The 1959 Pacific hurricane season saw 15 storms develop, 5 of which became hurricanes, and 3 of those became major hurricanes. The season officially started on May 15, 1959 in the Eastern Pacific, and ended on November 30, 1959.

The strongest storm was Hurricane Patsy, the first Category 5 hurricane recorded in the Central Pacific basin, which reached 175 mph winds. Also notable was Hurricane Dot, which made landfall on Kauai, Hawaii as a Category 1 hurricane. The deadliest storm of the season was the Mexico hurricane, which made landfall in Mexico as a Category 4 hurricane and killed 1,800 people.

== Systems ==
=== Tropical Storm One ===

A 55 mph (75 km/h) tropical storm was first located on June 9 while west of Mexico. It did not strengthen any further as it paralleled the Mexican coast. It made landfall near Los Mochis, Mexico on June 12 and dissipated shortly afterward. There are no reports of damages or deaths due to the storm.

=== Tropical Storm Two ===

On June 25, a small tropical storm developed off the coast of Mexico. It attained winds of 50 mph at its peak. It later dissipated on June 27.

=== Tropical Storm Clara ===

After a month of inactivity, a tropical storm formed several thousands of miles south-west of the southern tip of Baja California. This tropical storm began moving north-westwards while keeping its intensity. Winds peaked at 50 mph (85 km/h). On July 19, this tropical storm began moving west and finally dissipated 3 days later.

The name Clara was assigned from the North Pacific Typhoon name list.

=== Tropical Storm Four ===

Soon after Tropical Storm Clara dissipated, a new tropical storm formed in the open Pacific. Tropical Storm Four moved west, then west-north-west. Like the previous two tropical storms, it did not affect land. It dissipated on July 25.

=== Tropical Storm Five ===

Tropical Storm Five was a short-lived tropical storm, only lasting a day.
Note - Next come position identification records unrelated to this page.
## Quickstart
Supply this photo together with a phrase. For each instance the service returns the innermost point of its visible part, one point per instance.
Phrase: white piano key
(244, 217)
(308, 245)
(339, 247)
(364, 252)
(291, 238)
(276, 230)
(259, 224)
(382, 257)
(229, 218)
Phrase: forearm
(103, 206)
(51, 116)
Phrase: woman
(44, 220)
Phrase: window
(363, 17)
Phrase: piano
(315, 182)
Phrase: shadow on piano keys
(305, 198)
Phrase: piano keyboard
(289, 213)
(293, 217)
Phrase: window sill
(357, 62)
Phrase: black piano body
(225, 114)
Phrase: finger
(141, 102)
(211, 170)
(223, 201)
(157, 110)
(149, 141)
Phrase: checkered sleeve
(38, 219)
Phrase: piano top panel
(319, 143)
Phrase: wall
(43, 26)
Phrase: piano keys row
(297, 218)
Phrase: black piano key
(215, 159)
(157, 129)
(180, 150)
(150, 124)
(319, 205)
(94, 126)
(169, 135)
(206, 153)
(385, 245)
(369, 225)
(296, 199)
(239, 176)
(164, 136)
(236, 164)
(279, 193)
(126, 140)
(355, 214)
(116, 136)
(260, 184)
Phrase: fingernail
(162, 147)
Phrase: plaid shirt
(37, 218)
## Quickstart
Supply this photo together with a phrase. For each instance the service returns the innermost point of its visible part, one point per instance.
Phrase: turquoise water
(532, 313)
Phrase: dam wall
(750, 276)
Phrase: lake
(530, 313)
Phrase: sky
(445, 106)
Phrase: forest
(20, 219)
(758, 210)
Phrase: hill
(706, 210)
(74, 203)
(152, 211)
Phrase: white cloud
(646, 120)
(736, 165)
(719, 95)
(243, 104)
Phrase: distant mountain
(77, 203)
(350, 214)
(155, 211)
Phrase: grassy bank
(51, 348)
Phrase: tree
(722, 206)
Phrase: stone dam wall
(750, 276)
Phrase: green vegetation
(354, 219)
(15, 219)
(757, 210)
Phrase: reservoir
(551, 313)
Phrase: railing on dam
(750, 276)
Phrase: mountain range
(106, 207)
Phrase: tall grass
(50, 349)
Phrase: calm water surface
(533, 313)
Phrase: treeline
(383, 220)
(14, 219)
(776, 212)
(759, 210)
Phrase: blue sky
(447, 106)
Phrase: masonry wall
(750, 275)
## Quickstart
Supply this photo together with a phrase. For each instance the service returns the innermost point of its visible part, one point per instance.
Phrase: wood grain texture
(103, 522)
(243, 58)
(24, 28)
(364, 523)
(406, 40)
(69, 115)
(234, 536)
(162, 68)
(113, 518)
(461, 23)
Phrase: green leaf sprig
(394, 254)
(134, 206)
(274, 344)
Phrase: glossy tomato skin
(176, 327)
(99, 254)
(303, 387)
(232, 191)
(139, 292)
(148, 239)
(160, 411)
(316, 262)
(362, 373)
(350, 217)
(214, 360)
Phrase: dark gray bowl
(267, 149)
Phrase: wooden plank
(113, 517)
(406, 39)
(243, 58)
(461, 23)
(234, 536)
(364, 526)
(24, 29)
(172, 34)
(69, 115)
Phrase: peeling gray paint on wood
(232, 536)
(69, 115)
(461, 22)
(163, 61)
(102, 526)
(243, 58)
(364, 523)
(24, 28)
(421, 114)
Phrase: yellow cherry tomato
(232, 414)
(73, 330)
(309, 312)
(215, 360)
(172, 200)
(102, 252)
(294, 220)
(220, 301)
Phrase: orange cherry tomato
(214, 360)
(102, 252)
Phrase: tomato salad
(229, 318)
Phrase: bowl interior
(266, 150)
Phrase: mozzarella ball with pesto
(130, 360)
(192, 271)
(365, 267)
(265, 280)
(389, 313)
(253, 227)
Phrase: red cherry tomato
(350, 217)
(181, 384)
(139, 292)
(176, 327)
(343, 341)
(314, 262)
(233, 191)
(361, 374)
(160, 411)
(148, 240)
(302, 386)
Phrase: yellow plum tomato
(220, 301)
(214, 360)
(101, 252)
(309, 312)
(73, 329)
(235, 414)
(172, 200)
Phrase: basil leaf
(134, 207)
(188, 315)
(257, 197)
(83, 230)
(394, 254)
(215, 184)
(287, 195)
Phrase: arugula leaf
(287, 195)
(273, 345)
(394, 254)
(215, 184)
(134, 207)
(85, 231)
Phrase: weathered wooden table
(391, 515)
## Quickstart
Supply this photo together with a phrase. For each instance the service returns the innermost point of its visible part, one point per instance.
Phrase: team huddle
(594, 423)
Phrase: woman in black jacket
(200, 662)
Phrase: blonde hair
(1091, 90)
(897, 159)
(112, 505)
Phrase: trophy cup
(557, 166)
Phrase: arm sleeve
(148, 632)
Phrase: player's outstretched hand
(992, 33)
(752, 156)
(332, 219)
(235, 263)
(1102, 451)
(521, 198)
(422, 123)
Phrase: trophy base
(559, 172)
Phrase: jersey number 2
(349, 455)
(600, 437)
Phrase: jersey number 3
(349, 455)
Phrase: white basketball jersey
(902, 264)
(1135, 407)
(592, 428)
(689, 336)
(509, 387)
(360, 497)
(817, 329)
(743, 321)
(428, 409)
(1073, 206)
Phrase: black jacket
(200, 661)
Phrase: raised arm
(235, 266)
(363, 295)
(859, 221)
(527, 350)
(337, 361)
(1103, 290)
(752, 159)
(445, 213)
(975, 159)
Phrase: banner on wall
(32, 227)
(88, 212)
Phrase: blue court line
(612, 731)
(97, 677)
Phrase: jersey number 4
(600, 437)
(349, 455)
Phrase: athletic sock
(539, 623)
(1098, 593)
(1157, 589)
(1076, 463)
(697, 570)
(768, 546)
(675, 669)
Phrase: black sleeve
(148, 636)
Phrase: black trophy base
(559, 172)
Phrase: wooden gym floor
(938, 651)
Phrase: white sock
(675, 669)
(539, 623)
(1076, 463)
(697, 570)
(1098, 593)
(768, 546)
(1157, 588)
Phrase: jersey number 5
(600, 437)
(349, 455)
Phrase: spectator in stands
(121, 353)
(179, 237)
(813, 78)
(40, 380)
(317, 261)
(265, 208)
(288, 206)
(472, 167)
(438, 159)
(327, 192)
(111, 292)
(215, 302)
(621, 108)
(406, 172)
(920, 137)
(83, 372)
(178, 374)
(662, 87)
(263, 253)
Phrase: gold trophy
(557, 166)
It peaked at a relatively weak 45 mph (75 km/h). It moved parallel to the Mexican coast.

=== Hurricane Dot ===

Dot was first identified as a strong tropical storm southeast of Hawaiʻi on August 1. The storm was potentially a continuation of a previously unnamed tropical cyclone that was monitored west of the Baja California Peninsula from July 24-27, but was never confirmed due to a lack of ship reports. Dot was quick to intensify, reaching hurricane intensity six hours after naming. By August 3, Dot reached its peak intensity, with maximum sustained winds reaching 150 mph (240 km/h). Intensity leveled off afterwards as Dot tracked westward before making a curve towards the northwest on August 5, after which the hurricane weakened at a faster clip. Dot made landfall the next day on Kauai as a minimal hurricane before dissipating west of the Hawaiian Islands on August 8.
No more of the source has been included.